The team analysed the caffeine content of a cup of coffee
To demonstrate the utility of the system, the team analysed the caffeine content of a cup of coffee. Because of the high differential solubility of caffeine between the phases, sharp peaks were observed with no sample preparation needed.
The new technique published in Analytical Chemistry (DOI: 10.1021/ac1018793) is green - it does not use organic solvents or an organic stationary phase - and is inexpensive.
Imaging atomic control
Researchers in the Netherlands, US and UK have imaged for the first time an atomic angular momentum vector precessing in a magnetic field.
Precession arises because angular momentum vectors, like nuclear spins, have an associated magnetic moment that can be made to align with a magnetic field. The team employed velocity map imaging - a technique widely used to study gas-phase photochemical reactions - to image molecular oxygen dissociated by a UV laser.
The resulting oxygen atoms possess highly aligned orbital angular momenta, which the team then caused to precess by applying a magnetic field. They then ionised the atoms with a second polarised laser and used an electric field to accelerate the ions towards a detector that maps their positions in three dimensions.

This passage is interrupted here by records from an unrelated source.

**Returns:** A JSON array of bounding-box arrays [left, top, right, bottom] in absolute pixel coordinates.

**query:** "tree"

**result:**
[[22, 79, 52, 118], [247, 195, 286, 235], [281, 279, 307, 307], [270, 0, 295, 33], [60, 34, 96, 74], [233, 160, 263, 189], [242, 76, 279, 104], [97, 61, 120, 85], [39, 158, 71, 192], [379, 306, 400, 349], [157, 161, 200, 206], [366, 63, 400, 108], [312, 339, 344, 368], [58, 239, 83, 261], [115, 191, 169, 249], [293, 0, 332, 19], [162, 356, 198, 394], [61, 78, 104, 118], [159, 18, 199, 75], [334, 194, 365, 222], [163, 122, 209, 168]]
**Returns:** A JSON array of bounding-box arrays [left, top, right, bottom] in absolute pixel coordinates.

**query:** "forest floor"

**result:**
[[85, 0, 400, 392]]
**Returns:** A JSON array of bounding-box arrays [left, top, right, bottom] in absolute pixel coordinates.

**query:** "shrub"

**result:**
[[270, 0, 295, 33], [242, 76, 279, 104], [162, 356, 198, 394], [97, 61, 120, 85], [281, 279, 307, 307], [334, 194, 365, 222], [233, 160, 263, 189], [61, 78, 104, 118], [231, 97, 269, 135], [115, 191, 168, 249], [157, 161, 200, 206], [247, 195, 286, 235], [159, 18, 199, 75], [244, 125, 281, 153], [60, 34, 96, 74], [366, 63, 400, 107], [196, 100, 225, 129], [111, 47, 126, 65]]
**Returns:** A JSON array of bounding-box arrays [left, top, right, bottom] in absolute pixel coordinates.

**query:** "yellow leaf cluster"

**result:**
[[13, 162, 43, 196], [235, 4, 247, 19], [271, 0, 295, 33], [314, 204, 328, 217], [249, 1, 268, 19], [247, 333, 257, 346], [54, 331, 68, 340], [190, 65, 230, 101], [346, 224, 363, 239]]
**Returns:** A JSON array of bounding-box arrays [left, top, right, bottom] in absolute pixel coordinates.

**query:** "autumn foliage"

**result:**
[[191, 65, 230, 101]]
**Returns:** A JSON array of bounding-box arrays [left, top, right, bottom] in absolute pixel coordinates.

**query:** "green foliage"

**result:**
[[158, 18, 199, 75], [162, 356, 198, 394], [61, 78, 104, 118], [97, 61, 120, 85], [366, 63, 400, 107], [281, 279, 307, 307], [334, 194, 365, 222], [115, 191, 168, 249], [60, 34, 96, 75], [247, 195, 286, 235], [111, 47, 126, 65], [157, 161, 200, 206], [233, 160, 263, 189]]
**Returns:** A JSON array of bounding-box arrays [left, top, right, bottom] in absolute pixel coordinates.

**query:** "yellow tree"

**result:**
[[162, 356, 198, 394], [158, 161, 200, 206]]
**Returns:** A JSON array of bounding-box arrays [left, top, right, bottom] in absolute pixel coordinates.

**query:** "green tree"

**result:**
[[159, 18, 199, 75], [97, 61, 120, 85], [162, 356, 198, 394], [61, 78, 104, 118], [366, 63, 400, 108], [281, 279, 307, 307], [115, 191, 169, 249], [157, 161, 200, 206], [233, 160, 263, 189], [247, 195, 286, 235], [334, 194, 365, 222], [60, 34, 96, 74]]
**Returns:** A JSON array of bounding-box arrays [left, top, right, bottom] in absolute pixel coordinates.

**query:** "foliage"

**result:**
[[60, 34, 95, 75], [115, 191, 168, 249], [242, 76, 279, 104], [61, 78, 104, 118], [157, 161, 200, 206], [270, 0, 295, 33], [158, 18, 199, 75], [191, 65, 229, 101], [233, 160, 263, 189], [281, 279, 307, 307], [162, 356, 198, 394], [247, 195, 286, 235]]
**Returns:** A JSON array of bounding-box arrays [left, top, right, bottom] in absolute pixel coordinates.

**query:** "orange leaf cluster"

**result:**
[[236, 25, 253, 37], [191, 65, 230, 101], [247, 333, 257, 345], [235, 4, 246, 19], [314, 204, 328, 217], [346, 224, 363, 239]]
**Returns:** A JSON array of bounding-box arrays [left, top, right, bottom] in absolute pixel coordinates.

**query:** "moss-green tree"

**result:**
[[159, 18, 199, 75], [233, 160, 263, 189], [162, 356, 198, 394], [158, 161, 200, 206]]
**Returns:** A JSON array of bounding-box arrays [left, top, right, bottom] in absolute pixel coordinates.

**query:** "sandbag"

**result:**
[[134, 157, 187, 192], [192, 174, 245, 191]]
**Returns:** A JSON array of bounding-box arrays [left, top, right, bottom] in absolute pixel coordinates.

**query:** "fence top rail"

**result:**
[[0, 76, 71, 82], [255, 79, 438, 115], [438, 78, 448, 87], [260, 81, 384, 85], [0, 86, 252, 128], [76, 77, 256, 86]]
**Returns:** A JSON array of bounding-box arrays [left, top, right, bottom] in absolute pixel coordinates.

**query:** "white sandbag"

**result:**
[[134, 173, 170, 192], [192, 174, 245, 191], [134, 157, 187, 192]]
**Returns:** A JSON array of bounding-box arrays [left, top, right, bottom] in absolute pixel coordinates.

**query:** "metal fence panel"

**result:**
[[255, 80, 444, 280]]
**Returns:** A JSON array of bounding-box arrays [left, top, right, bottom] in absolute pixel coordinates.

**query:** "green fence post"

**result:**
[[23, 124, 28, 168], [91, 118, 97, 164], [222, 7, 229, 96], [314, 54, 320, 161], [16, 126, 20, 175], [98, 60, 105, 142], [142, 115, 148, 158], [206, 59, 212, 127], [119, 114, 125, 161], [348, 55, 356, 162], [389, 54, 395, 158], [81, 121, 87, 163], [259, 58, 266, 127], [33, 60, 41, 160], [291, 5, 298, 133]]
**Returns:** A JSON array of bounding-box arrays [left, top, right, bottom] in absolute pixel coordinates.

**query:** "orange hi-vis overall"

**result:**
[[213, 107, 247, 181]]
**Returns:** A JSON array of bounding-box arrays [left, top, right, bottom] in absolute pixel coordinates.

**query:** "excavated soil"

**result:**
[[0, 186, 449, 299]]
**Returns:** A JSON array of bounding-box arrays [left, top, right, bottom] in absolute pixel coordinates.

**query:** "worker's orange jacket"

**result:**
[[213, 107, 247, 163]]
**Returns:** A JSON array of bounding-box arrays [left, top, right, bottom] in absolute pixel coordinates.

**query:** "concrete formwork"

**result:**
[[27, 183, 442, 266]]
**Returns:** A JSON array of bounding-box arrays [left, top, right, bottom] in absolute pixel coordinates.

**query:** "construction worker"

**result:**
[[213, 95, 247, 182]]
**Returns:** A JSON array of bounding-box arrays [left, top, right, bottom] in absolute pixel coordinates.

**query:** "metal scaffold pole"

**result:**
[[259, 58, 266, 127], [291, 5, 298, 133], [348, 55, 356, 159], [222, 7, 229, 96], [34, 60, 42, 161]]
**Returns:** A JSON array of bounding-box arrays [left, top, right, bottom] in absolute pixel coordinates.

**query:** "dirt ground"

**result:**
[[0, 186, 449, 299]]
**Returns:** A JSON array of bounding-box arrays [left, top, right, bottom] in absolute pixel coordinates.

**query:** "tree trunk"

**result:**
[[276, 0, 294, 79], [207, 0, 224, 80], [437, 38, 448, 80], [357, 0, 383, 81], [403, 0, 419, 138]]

The research is published in Nature Chemistry (DOI: 10.1038/nchem.929).
Scientific advice not needed
New legislation that allows the UK government to change the law on controlled substances without consulting scientific experts has been published.
At present the Advisory Council on the Misuse of Drugs (ACMD) - the UK government's drugs advisory panel - must include six doctors and scientists. But now the Police Reform and Social Responsibility Bill will abolish this legal requirement by removing clauses from the 1971 Misuse of Drugs Act, and will also allow the Home Secretary, Theresa May, to make substances illegal for up to a year without seeking advice.
This move comes almost a year after six members of the ACMD resigned (see Chemistry World, March 2010, p5) after the last Home Secretary Alan Johnson sacked David Nutt, the ACMD chair for questioning government decisions on drug classification.